Defenses against these attacks are primarily of two types:

Detection-based Defense: Focuses on detecting adversarial examples by identifying unusual behaviors or interactions with the model.
Robustness-based Defense: This defense aims to increase the model’s robustness, making it difficult for attackers to develop effective adversarial examples.

Literature Review

For the survey, I reviewed several papers addressing adversarial attacks and defenses in the cybersecurity domain. I considered the categories defined by Rosenberg et al. in 2021 and reviewed newer documents in these fields. The four types and details about the research done in them are presented in the following subsections.
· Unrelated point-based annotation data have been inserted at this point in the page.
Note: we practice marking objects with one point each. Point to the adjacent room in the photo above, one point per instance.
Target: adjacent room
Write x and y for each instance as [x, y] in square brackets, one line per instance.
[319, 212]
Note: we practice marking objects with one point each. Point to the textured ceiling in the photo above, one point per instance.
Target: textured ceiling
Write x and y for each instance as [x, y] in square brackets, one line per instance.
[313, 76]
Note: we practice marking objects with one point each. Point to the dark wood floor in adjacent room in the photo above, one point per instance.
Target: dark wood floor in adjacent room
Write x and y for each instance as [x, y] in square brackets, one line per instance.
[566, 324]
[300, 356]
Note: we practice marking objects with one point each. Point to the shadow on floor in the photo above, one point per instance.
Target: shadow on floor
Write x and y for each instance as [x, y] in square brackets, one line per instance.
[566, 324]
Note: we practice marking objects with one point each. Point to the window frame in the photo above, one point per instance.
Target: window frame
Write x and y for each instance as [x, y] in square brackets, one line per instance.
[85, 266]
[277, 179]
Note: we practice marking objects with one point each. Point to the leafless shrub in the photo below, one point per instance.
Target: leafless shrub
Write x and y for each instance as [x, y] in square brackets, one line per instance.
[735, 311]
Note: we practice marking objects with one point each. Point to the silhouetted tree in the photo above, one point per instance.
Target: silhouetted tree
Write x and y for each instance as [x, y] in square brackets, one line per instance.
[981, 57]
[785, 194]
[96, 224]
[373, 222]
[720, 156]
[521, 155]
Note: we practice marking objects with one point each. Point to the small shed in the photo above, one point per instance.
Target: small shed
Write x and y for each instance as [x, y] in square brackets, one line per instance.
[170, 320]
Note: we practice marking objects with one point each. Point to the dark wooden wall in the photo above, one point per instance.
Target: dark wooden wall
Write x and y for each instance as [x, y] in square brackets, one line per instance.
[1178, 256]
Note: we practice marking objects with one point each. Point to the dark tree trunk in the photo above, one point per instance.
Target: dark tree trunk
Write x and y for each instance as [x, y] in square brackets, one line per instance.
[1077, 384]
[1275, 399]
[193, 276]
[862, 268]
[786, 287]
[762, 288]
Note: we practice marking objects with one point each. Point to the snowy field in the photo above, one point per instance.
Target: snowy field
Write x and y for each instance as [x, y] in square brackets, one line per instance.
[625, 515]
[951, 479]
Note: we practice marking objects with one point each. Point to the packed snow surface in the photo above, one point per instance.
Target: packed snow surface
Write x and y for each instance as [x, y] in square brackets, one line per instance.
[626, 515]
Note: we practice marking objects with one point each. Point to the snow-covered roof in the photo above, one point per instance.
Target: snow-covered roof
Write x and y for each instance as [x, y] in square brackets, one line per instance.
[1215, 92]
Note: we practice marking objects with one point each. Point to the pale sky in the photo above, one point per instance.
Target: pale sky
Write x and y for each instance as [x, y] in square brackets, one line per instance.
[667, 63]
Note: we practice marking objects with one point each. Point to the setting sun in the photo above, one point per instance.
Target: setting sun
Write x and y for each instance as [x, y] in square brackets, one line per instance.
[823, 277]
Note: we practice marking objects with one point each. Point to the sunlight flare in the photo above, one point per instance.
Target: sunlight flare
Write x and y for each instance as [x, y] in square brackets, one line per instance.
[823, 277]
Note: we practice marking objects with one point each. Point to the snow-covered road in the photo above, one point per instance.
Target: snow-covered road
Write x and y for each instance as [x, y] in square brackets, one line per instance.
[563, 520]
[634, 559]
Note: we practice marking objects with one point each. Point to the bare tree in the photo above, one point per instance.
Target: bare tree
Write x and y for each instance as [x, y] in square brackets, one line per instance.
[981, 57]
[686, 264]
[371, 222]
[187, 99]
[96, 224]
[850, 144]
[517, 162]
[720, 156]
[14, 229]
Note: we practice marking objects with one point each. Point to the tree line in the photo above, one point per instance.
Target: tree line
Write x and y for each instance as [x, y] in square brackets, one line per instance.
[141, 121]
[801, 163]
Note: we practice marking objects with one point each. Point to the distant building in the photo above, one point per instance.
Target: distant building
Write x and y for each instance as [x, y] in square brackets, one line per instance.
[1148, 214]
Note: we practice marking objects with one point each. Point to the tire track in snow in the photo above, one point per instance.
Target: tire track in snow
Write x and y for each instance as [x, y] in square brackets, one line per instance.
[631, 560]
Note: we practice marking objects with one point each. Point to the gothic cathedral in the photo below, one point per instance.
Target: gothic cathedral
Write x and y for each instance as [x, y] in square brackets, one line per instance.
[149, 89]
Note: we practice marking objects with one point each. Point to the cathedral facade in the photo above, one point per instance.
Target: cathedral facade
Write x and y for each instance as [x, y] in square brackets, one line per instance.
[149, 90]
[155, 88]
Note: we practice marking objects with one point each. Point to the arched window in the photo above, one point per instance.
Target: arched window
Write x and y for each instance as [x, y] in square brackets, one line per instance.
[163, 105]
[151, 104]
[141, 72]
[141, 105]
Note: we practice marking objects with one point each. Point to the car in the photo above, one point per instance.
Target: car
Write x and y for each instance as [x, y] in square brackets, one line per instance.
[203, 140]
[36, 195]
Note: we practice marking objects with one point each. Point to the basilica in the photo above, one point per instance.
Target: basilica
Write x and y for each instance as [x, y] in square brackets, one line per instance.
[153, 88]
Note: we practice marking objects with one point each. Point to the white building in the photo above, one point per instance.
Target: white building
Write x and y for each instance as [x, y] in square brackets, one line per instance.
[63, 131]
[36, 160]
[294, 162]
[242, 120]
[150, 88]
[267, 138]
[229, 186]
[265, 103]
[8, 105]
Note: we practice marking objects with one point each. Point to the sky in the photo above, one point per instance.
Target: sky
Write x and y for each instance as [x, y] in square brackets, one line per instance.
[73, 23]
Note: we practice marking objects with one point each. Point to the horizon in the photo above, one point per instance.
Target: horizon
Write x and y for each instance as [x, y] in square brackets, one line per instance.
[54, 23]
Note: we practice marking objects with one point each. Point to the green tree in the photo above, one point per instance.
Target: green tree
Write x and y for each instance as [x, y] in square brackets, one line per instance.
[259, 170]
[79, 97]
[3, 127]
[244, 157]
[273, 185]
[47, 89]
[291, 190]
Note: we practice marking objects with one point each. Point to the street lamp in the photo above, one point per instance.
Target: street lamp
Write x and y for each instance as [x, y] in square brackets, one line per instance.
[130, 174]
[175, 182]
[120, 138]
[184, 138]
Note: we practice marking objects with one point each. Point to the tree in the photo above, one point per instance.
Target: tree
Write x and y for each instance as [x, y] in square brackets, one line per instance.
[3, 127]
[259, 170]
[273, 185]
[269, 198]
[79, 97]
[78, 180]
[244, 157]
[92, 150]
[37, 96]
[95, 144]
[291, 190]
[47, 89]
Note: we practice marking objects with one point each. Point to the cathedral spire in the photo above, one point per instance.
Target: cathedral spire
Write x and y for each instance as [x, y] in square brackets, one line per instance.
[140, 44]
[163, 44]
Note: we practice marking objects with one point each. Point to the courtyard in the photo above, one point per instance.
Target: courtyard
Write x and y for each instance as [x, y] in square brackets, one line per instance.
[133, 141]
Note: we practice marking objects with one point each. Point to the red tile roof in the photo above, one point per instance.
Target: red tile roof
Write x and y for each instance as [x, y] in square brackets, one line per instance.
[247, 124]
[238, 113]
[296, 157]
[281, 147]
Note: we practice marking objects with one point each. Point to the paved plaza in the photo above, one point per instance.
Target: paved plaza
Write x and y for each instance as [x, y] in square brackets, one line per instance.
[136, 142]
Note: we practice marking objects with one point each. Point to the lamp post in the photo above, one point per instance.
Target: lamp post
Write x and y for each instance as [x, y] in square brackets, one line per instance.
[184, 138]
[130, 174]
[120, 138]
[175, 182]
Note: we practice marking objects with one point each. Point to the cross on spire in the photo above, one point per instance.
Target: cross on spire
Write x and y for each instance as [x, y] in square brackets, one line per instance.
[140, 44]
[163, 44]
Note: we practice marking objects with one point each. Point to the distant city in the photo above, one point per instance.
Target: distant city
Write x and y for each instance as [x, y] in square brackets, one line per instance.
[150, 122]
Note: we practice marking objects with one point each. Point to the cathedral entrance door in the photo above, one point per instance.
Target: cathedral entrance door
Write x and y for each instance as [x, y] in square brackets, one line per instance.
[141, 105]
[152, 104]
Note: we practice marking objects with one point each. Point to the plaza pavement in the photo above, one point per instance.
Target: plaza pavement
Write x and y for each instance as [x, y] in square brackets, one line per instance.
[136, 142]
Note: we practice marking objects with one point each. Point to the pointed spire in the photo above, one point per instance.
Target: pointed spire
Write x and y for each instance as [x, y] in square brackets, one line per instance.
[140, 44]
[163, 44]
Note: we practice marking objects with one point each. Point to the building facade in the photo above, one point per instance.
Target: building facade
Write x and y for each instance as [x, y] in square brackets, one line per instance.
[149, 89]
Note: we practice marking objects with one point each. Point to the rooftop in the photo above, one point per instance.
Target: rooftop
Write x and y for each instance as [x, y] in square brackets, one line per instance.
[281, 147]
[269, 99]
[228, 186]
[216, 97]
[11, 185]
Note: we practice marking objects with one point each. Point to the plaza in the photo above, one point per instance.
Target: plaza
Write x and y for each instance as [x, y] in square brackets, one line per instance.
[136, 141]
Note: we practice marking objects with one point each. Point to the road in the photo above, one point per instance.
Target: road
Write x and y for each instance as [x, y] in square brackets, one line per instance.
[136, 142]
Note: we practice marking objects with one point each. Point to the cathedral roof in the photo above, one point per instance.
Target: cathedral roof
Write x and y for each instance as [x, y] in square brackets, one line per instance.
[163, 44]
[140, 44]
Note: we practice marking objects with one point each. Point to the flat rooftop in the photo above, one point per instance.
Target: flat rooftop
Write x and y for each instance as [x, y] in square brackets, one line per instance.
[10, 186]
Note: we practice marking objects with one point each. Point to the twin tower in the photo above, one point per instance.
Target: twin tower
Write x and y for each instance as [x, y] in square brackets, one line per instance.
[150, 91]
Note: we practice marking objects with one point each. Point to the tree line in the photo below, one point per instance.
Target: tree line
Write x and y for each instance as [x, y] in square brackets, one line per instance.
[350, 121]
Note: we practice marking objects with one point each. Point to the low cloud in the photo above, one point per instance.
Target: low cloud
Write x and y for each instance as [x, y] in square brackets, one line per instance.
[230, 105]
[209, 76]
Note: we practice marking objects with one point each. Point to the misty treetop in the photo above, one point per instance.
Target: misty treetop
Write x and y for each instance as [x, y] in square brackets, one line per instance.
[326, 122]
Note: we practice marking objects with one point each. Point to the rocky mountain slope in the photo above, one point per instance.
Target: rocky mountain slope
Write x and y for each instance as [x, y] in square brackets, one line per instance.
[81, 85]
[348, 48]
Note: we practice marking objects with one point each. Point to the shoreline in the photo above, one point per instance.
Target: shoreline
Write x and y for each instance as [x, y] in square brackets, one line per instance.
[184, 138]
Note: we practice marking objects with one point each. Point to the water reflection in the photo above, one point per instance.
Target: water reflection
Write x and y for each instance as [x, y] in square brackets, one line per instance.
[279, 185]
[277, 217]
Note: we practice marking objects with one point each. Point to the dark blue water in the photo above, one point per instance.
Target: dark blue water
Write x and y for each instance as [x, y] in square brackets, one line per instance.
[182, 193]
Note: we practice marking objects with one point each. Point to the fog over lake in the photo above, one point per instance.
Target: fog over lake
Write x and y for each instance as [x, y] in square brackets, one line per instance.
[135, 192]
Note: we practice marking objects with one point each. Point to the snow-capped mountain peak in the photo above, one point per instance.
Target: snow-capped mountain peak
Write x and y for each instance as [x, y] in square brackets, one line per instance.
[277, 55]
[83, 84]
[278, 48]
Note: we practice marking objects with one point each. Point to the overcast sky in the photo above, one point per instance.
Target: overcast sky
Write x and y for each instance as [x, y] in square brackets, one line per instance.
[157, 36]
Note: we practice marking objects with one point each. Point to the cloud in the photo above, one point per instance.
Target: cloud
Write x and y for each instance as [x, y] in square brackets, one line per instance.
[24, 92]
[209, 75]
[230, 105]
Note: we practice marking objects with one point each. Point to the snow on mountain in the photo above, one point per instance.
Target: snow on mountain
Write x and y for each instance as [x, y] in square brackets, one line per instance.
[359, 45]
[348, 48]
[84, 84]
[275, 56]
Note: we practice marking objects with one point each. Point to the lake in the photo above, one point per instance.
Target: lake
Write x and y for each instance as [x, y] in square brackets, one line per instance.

Malware Detection and Classification

Malware detection and classification is crucial to protecting computer systems from adversarial attacks. Modern defenses against malware use machine and deep learning models to detect anomalous activities and unsigned malware. Some well-known next-generation antivirus software that uses these models include SentinelOne, Microsoft ATP, and Crowdstrike. As a result, researchers are actively studying both adversarial attacks and defenses to misclassify malware and detect adversarial attacks.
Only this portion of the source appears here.